Wyatt sacudió la cabeza.

—No lo sé. Tú deberías saberlo mejor que yo, inmersora, y no tienes ni idea. Pero hay algo. Siempre hay algo. —Siempre había algo en el ínmer—. ¿Qué hace allí ese faro? —añadió—. No pones un faro en un sitio adonde no piensa ir nadie. Lo pones en algún sitio peligroso adonde tienen que ir. Hay motivos para ser precavido en este cuadrante, pero hay motivos para venir, para pasar por aquí, camino de algún otro lugar.

—«Vendrán» —dijeron MagDa—. «De Bremen.» «Para ver cómo les va.» «A Ez y Ra, me refiero.

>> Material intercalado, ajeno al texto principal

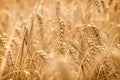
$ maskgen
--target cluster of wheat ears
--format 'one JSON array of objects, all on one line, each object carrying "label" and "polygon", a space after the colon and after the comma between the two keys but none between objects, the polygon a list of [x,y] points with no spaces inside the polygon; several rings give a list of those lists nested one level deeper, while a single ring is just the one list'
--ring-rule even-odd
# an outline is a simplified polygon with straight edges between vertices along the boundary
[{"label": "cluster of wheat ears", "polygon": [[0,19],[0,80],[120,80],[120,0],[13,1]]}]

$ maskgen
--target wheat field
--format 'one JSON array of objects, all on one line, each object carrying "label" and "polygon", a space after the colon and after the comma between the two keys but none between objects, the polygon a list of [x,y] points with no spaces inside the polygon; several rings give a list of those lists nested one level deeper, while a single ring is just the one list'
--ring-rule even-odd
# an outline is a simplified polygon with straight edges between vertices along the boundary
[{"label": "wheat field", "polygon": [[120,80],[120,0],[0,0],[0,80]]}]

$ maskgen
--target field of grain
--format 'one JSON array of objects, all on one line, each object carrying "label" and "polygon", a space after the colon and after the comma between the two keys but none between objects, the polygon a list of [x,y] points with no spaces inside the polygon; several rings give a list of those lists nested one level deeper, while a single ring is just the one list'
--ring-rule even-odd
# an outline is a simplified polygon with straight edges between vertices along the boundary
[{"label": "field of grain", "polygon": [[0,0],[0,80],[120,80],[120,0]]}]

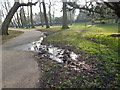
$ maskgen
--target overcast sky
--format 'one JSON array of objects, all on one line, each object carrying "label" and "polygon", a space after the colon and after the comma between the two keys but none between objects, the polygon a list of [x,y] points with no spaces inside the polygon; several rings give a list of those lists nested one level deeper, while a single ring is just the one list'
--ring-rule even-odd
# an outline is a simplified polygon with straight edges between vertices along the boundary
[{"label": "overcast sky", "polygon": [[[0,0],[0,8],[2,7],[1,6],[1,2],[3,3],[4,1],[6,1],[6,0]],[[14,0],[8,0],[8,1],[10,2],[11,6],[13,6]],[[22,0],[22,1],[27,3],[28,0]],[[32,0],[32,2],[36,2],[36,1],[37,0]],[[55,6],[54,6],[55,7],[54,8],[55,16],[56,17],[62,16],[62,12],[61,12],[61,10],[62,10],[62,3],[60,3],[61,0],[51,0],[51,2],[55,3]],[[49,3],[49,0],[45,0],[45,3]],[[27,9],[27,7],[25,7],[25,9]],[[47,10],[47,12],[49,10],[47,4],[46,4],[46,10]],[[39,12],[39,3],[37,3],[36,6],[33,6],[33,13],[35,14],[35,13],[38,13],[38,12]],[[52,12],[53,12],[53,8],[52,8]]]}]

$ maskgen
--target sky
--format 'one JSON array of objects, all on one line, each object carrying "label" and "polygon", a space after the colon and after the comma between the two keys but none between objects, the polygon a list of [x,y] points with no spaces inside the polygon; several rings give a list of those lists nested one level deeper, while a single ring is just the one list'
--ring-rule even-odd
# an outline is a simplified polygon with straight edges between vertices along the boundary
[{"label": "sky", "polygon": [[[1,6],[1,2],[3,3],[4,1],[6,0],[0,0],[0,8],[2,7]],[[14,4],[14,0],[8,0],[11,4],[11,6],[13,6]],[[23,2],[27,3],[28,0],[22,0]],[[32,0],[32,2],[36,2],[37,0]],[[56,3],[57,5],[55,5],[54,7],[54,11],[55,11],[55,17],[60,17],[62,16],[62,12],[61,12],[61,9],[62,9],[62,3],[60,3],[61,0],[51,0],[52,3]],[[56,2],[58,1],[58,2]],[[45,0],[45,3],[49,3],[49,0]],[[25,7],[25,9],[27,9],[27,7]],[[46,4],[46,11],[48,12],[48,4]],[[36,6],[33,6],[33,13],[38,13],[39,12],[39,3],[37,3]],[[52,8],[52,12],[53,12],[53,8]]]}]

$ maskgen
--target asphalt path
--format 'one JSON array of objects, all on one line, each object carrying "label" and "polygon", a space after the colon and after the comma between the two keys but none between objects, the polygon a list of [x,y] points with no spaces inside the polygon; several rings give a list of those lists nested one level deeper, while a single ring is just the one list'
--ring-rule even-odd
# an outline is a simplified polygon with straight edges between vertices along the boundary
[{"label": "asphalt path", "polygon": [[34,52],[16,47],[39,40],[41,32],[34,29],[12,29],[24,33],[2,45],[2,88],[37,88],[40,71]]}]

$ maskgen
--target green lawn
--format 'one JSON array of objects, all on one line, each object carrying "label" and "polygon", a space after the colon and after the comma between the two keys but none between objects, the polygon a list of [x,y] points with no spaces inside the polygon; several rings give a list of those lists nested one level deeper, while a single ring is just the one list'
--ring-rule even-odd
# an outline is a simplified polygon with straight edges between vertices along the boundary
[{"label": "green lawn", "polygon": [[96,68],[96,83],[87,82],[85,87],[106,86],[119,87],[120,74],[119,65],[119,35],[117,24],[104,25],[72,25],[70,29],[61,30],[61,27],[52,27],[42,29],[54,33],[45,38],[45,42],[64,43],[64,46],[74,47],[76,51],[83,52],[82,58],[86,61],[92,61]]}]

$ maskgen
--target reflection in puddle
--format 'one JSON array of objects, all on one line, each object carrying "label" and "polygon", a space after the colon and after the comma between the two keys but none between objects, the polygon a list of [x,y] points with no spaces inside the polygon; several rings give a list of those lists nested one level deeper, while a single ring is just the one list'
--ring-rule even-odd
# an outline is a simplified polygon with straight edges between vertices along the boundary
[{"label": "reflection in puddle", "polygon": [[84,61],[78,60],[78,55],[69,50],[60,49],[53,45],[42,45],[42,41],[46,36],[43,34],[39,41],[35,41],[30,45],[31,51],[38,52],[42,58],[50,58],[60,63],[66,63],[76,71],[80,69],[91,70],[92,66],[86,64]]}]

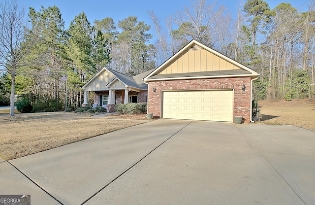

Para comprobarlo.» —Se miraron—. «Quizá no tengamos que esperar tanto.» «Como creíamos.»

—Ahora, más de cinco malditos días ya es demasiado —dijo alguien—. Estamos al límite.

—Sí, pero…

—¿Y si…?

Wyatt era un hombre inteligente que había jugado mal sus cartas y que intentaba salvar algo: su vida, al menos. Nos lo había contado todo, y no por desesperación, como podría parecer, sino por afán especulador, por estrategia. Miramos el cristal que nos separaba de Ez. Ez alzó la mirada hacia nosotros, hacia todos nosotros, como si supiera que estábamos observándolo.